This chapter describes various operations that are useful in many situations.
MMTK provides an easy way to store (almost) arbitrary objects in files and retrieve them later. All objects of interest to users can be stored, including chemical objects, collections, universes, normal modes, configurations, etc. It is also possible to store standard Python objects such as numbers, lists, dictionaries etc. Some objects used internally in MMTK, e.g. force field evaluators, cannot be stored in files, but that would not make sense anyway. Storage is based on the standard Python module pickle.
Objects are saved with save(object, filename) and restored with object = load(filename). If several objects are to be stored in a single file, use tuples: save((object1, object2), filename) and object1, object2 = load(filename) to retrieve the objects.
It should be noted that when saving an object, all objects that this object refers to are also saved in the same file (otherwise the restored object would be missing some references). In practice this means that saving any chemical object, even a single atom, involves saving the whole universe that this object is part of. However, when saving several objects in one file, objects referenced several times are saved only once.
Frequently it is also useful to copy an object, such as a molecule or a configuration. There are two functions (which are actually taken from the Python standard library module copy) for this purpose, which have a somewhat different behaviour for container-type objects (lists, dictionaries, collections etc.). copy(object) returns a copy of the given object. For a container object, it returns a new container object which contains the same objects as the original one. If the intention is to get a container object which contains copies of the original contents, then deepcopy(object) should be used. For objects that are not container-type objects, there is no difference between the two functions.

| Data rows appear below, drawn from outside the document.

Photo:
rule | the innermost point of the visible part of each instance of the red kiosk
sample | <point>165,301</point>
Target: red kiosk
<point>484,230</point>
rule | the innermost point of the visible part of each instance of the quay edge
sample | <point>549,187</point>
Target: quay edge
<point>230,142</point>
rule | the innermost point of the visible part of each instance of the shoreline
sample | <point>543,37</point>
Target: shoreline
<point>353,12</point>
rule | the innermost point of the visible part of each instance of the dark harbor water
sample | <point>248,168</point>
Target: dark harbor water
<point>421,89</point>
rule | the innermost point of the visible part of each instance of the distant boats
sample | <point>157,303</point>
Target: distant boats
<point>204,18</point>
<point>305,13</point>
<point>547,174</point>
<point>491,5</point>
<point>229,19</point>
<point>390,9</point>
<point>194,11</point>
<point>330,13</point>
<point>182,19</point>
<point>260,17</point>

MMTK can write objects in specific file formats that can be used by other programs. Currently two file formats are availble: the PDB format, widely used in computational chemistry, and the VRML format understood by VRML browsers as a representation of a three-dimensional scene for visualization. MMTK also provides a more general interface that can generate graphics objects in any representation if a special module for that representation exists. In addition to facilitating the implementation of new graphics file formats, this approach also permits the addition of custom graphics elements (lines, arrows, spheres, etc.) to molecular representations.
External files are generated with OutputFile(filename, format), where the string filename specifies the file name and the string format must be either "pdb" or "vrml". The return value is a special file object with two methods: write(object) writes an object (a chemical object, a collection, or a universe) to the file, and close() closes the file.
The most common need for file export is visualization. There is a special function view(object) which creates a temporary export files, starts a visualization program, and deletes the temporary file. An optional argument indicates the configuration to be used (default is the current configuration). A second optional argument can be given to specify the visualization program and model:
MMTK also allows visualization of normal modes and trajectories using animation. Since not all visualization programs permit animation, and since there is no standard way to ask for it, animation is implemented only for the programs XMol and VMD.
Normal modes are visualized using view(mode), where mode is a single-mode object. Optional parameters are a scaling factor for the atomic displacements (default is 1.) and an object or a collection of objects to be shown (by default the whole universe for which the normal modes have been calculated).
Trajectories are animated using view(trajectory) with optional parameters first (number of first configuration; default is 1), last (number of last configuration; default is None meaning the last configuration in the trajectory), step (number of configurations between two frames; default is 1), and object (object to be displayed; default is None meaning the whole universe).
There is also a function to animate an arbitrary list of configurations, e.g. configurations read in from PDB files. It is viewSequence(object, list_of_configurations).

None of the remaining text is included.